Obamacare also had an impact on employees who work at companies with fewer than 50 workers. Insurers can no longer ban workers with pre-existing conditions or ask them to pay more. The law requires plans to cover an array of benefits, including maternity, mental health and prescription drugs. And it limits insurers from charging older workers premiums more than three times those of younger workers.
However, this more comprehensive coverage has come at a price. Many small businesses have seen their premiums spike, forcing some to stop offering health insurance to their workers.
The GOP repeal effort would have eliminated the employer mandate.
Individual market
Obamacare has had the largest impact on the individual market, which was largely unregulated prior to the health reform law.
It requires insurers to cover people with pre-existing conditions and banned them from charging the sick more. The law ended the practice of insurers imposing annual or lifetime caps on benefits, and it also placed limits on annual out-of-pocket spending. It mandates that insurers provide more comprehensive benefits, including medication, maternity and mental health. It prevents insurers from charging women more and restricts premiums for older folks to no more than three times those of young adults.

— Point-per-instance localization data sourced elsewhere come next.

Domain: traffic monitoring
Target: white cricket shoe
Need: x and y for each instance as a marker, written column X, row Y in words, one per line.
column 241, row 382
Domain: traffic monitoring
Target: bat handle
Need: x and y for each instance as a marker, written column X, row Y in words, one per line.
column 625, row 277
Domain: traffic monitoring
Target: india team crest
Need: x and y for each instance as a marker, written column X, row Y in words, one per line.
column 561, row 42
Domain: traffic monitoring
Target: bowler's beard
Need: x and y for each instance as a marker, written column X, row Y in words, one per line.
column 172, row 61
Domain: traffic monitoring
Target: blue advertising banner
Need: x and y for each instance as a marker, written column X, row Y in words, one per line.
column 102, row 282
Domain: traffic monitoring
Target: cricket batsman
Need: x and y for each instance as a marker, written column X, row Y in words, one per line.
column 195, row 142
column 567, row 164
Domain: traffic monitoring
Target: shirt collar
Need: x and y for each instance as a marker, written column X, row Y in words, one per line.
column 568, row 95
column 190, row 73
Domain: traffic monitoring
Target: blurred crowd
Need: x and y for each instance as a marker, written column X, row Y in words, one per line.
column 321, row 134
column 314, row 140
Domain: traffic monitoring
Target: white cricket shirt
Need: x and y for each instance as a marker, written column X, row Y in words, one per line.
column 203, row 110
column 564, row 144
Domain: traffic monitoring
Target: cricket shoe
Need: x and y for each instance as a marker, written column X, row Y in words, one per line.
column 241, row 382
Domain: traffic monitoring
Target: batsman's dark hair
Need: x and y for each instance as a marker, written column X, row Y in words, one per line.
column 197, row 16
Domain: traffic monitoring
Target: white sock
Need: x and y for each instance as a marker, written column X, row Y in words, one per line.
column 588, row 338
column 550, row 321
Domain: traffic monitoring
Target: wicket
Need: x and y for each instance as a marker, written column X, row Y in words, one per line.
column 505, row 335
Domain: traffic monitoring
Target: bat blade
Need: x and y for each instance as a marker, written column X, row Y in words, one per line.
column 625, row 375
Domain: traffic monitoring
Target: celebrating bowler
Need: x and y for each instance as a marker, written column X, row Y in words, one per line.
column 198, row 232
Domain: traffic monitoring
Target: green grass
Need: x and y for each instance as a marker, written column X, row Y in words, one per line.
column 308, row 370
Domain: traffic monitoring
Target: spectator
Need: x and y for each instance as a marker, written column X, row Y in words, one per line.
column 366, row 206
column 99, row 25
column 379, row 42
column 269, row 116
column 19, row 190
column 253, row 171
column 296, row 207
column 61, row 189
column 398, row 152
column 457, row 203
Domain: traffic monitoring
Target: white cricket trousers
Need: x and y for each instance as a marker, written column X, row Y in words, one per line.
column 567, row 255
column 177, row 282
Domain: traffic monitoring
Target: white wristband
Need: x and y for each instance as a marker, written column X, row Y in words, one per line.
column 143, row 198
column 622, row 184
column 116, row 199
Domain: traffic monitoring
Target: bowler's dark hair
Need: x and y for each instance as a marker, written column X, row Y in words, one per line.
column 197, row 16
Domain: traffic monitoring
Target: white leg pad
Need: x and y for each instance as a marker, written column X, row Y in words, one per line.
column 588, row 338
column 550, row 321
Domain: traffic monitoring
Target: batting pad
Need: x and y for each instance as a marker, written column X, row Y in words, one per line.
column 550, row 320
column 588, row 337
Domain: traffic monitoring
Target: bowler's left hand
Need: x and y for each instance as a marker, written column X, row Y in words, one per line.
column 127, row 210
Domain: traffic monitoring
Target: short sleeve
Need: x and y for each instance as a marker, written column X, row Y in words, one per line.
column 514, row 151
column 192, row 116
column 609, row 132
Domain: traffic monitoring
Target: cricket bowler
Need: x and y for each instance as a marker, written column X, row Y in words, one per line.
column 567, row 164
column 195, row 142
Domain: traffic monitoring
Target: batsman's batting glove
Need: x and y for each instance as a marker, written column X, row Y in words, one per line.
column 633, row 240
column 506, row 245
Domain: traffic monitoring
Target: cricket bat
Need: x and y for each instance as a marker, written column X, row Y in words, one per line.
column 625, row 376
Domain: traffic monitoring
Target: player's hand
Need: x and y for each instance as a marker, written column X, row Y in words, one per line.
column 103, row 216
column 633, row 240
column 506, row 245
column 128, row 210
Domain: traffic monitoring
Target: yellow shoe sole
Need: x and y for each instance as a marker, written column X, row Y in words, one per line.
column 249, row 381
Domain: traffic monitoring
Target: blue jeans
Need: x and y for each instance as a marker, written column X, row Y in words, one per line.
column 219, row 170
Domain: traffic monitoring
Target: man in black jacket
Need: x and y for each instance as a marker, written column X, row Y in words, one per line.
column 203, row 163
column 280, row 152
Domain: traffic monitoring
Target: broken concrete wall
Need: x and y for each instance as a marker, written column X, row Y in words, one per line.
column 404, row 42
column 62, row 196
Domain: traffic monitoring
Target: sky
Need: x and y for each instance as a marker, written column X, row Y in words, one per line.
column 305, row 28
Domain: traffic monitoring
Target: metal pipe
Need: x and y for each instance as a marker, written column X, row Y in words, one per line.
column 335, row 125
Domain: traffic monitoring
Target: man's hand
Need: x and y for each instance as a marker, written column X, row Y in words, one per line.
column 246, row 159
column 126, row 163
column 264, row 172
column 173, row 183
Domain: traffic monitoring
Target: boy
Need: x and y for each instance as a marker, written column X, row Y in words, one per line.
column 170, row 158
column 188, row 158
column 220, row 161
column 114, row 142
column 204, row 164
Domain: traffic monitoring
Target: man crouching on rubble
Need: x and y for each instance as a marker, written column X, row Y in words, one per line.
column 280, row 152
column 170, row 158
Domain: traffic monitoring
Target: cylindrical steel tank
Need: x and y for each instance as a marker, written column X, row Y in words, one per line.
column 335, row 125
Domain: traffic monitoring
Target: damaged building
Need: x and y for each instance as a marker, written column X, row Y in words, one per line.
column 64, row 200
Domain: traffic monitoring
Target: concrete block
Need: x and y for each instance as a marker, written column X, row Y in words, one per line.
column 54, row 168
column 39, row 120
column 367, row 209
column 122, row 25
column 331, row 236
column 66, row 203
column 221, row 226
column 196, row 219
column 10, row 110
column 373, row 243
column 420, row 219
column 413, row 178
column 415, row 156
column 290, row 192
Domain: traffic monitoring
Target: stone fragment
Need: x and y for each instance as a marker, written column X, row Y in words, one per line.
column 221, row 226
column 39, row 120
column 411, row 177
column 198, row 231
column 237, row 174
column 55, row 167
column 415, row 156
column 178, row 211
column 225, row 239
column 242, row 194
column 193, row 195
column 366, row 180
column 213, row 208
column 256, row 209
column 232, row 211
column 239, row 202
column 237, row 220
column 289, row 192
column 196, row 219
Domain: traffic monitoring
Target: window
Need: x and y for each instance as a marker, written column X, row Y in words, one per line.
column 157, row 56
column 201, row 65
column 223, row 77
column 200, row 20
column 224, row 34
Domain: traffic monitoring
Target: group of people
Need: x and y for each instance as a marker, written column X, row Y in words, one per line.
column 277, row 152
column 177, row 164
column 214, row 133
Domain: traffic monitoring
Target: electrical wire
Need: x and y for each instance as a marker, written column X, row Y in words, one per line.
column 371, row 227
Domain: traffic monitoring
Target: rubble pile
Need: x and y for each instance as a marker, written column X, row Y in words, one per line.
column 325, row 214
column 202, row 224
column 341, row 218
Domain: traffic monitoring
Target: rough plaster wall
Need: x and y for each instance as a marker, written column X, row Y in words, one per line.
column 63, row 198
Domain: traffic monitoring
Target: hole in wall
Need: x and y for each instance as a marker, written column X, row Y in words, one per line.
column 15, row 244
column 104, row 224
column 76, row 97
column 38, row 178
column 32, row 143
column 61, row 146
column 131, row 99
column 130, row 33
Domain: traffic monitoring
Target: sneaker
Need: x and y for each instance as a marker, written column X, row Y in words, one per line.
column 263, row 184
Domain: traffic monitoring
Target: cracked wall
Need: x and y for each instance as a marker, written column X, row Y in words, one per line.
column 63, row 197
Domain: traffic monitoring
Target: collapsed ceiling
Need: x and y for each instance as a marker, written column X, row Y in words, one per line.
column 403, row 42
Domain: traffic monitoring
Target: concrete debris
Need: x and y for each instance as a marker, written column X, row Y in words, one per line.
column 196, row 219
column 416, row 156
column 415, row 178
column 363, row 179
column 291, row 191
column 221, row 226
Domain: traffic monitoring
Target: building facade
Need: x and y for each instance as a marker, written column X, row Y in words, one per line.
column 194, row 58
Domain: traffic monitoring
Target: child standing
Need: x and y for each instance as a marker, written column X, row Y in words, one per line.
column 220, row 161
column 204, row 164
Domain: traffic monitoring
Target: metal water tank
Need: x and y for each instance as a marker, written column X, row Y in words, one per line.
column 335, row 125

Obamacare set up health insurance exchanges to allow Americans to shop for individual policies and created federal subsidies so low- and moderate-income enrollees could buy policies for less than 10% of their income. Another set of subsidies limit the deductibles and co-payments for lower-income policyholders.
Some 12.2 million people signed up for coverage through the Obamacare exchanges for 2017.
About 7 million Americans purchase individual policies outside of the Obamacare exchanges. They cannot apply for subsidies, but receive all of the other benefits.
Not everyone, however, has been happy with the changes Obamacare has brought to the insurance market. Some people are upset that they can no longer buy bare-bones policies, which come with high deductibles and few benefits, but low premiums. And many middle class Americans, particularly those who don’t qualify for subsidies, say Obamacare premiums and deductibles are unaffordable.
The House legislation would have made many changes to the individual market. It would have eliminated the individual mandate, allowed insurers to charge older workers more and provide tax credits to help people pay premiums based mainly on age. The bill also would have dropped the requirement that insurers provide comprehensive coverage.
Medicaid
Before Obamacare, most Medicaid enrollees were low-income children, pregnant women, parents, the disabled and the elderly.
The health reform law opened up the program to low-income adults with incomes of up to 138% of the poverty line — $16,400 for a single person — in states that opted to expand their Medicaid programs. So far, 31 states, plus the District of Columbia, have done so. Some 11 million Americans have gained coverage under this provision.
Under the program, the federal government paid 100% of the costs of the expansion population for the first three years and is slowly lowering the reimbursement rate to 90%.
House Republicans were looking to make big changes to Medicaid. The bill would have not only ended the enhanced funding for Medicaid expansion, but would have curtailed federal support for the entire program.
Uninsured
Obamacare required that all Americans obtain insurance or pay a penalty, which this year hit $695 per adult or 2.5% of household income, whichever is greater.
That mandate remains but the Trump administration is weakening it.
The IRS last month quietly reversed a decision to reject tax returns that fail to indicate whether filers had health insurance, received an exemption or paid the penalty. While this has always been key to enforcing the individual mandate, the IRS had been processing returns without this information under the Obama administration.
The IRS attributed the reversal to Trump’s executive order that directed agencies to reduce the potential financial burden on Americans.
A version of this story originally ran on January 2, 2017.